Allowing the block to become Berkeley’s very own skid row is a well-known technique called Demolition by Neglect. The way this works, if property owners would like to re-develop a site but are prohibited from destroying what’s already there by tenant’s rights, historic preservation, zoning or other legal impediments, they just let existing improvements fall apart over time. Case closed. 

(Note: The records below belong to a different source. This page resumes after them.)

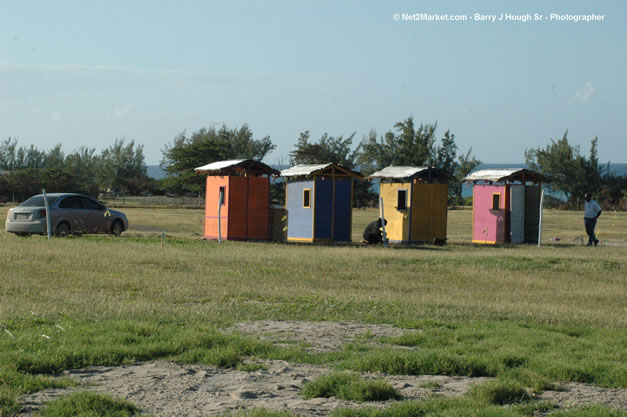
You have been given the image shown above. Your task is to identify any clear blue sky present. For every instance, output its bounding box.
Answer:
[0,0,627,164]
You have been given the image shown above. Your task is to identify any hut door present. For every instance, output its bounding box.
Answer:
[525,185,540,243]
[510,185,525,243]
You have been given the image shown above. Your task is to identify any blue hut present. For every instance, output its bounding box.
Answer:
[281,164,363,242]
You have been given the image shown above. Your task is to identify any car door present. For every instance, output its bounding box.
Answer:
[52,195,85,233]
[80,196,110,233]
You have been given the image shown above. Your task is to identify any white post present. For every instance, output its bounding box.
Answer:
[41,188,52,240]
[538,184,544,247]
[379,197,388,248]
[218,189,226,243]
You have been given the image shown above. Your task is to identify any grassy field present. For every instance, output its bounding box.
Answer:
[0,207,627,416]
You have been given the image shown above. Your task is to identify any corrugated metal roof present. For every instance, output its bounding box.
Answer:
[194,159,279,175]
[194,159,245,172]
[370,166,455,181]
[370,166,429,178]
[463,168,549,182]
[281,163,363,178]
[281,164,333,177]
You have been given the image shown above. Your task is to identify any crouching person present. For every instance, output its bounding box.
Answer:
[364,218,388,245]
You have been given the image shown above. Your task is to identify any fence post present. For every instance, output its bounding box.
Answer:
[538,185,544,247]
[41,188,52,240]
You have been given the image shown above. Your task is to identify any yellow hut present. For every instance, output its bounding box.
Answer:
[370,166,454,243]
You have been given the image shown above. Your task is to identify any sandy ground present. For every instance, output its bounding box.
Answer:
[21,321,627,417]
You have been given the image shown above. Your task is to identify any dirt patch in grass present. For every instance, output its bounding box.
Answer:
[21,361,485,416]
[21,321,627,417]
[226,320,417,353]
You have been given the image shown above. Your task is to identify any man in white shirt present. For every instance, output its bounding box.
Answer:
[583,193,603,246]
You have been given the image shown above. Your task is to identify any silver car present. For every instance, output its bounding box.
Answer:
[6,193,128,236]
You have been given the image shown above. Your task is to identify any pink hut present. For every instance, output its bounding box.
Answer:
[464,168,549,244]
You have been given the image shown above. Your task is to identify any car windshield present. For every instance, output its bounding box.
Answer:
[20,195,57,207]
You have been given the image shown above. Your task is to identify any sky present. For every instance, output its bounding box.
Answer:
[0,0,627,165]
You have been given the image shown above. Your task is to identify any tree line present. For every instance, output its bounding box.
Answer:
[0,117,627,207]
[0,138,155,201]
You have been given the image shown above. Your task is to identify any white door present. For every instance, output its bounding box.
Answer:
[510,185,525,243]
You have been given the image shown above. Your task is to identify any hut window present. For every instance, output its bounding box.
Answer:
[303,188,311,208]
[396,190,407,210]
[218,187,226,205]
[492,193,501,210]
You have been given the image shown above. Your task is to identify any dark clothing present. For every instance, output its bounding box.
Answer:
[583,217,599,246]
[364,219,383,245]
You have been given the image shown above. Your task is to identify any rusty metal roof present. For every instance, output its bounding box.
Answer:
[464,168,550,183]
[194,159,280,175]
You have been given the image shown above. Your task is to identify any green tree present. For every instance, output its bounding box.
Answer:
[161,125,275,194]
[525,130,603,206]
[290,130,375,207]
[358,117,480,204]
[360,117,442,170]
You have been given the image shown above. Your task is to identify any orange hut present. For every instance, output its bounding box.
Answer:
[195,159,279,240]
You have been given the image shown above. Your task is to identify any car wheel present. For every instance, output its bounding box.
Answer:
[111,220,124,236]
[54,222,70,237]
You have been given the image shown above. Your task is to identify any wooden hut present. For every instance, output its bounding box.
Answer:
[281,164,363,242]
[464,168,548,244]
[370,166,453,243]
[195,159,279,240]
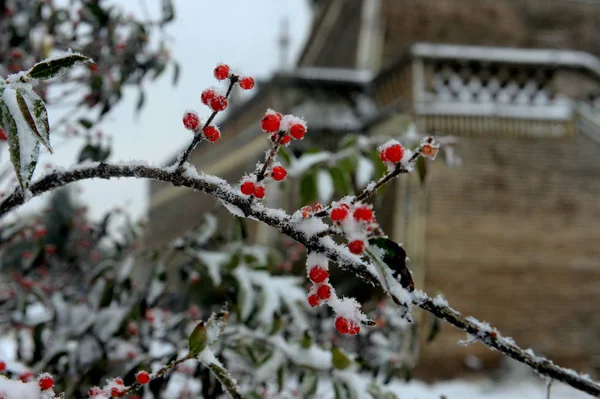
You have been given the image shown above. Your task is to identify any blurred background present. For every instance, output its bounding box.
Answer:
[0,0,600,397]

This is not to say that all the people currently hanging out at the Park are bad actors. Some of them are just the traditional down-and-out, now also findable in a park near you. What’s been unique about People’s Park is the tolerance by UC of easily observed lawbreaking of a type not allowed either by the City of Berkeley or by self-policed residents in other encampments of the unhoused which have sprung around town,  

You could call it land banking, I suppose. Fifty or so years down the road, U.C. still hopes to get the buildable site they so coveted back when. They’re crying poor—no place to build dorms, despite a series of costly construction boondoggles like the Memorial Stadium extravaganza (don’t say we didn’t warn you about that one!) and the fancy new swimming complex.  

Now, as then, the odor of civic collusion is in the air. Local officials “enthusiastically” support evicting the unsightly unwashed from their designated domain in favor of clean and cheerful students. In preparation for this, new laws are being contemplated for preventing vagrants from popping up elsewhere around Berkeley, but this just in—it won’t work.  

People’s Park might be gone, but the People will still be here, somewhere. Check out Willard (formerly Ho Chi Minh) Park as a likely new destination, or perhaps Civic Center (Provo) Park.  

Right now I’m opening the betting pool on whether or not the proposed housing development (sorry, “public-private partnership”) will actually make room for the undeserving poor as backers claim. I’ll take the hedge position myself.  

As I said last week, People have to Be somewhere, even those annoying People that Berkeley (in both senses of the name) wants to banish from the Park.